Invalid parsing of whitespace at document end

ScumCoder opened this issue 5 years ago · 2 comments

When parsing a trivial document, the GumboStringPiece containing the original_text of the GumboText describing GUMBO_NODE_WHITESPACE, has incorrect length value, which causes it to include closing tags.

Also, the text field contains two linebreaks instead of one.

See SSCCE here.

Used version is aa91b27.

Answer 1 · 2019-07-09T21:54:49.000Z

Come to think about it, there is something fishy about previous whitespaces as well.
A document looking like this

<!DOCTYPE html>
<html>
<head>
</head>
<body>
</body>
</html>

should produce a root HTML node with five children, not three:

WHITESPACE
HEAD
WHITESPACE
BODY
WHITESPACE

each whitespace consisting of a single newline character.

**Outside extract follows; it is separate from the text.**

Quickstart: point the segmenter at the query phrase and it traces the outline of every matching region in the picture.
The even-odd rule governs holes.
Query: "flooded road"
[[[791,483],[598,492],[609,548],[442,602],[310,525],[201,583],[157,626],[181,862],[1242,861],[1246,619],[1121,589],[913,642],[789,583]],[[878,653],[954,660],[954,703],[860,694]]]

Answer 2 · 2020-02-06T08:45:46.000Z

Come to think about it, there is something fishy about previous whitespaces as well.
A document looking like this
<!DOCTYPE html>
<html>
<head>
</head>
<body>
</body>
</html>
should produce a root HTML node with five children, not three:

WHITESPACE

HEAD

WHITESPACE

BODY

WHITESPACE

each whitespace consisting of a single newline character.

If you load that document into Chromium and run document.documentElement.childNodes.length in the console, it gives a result of 3. Likewise for Firefox.

So without consulting the spec, I'm inclined to think Gumbo is doing what it's supposed to do.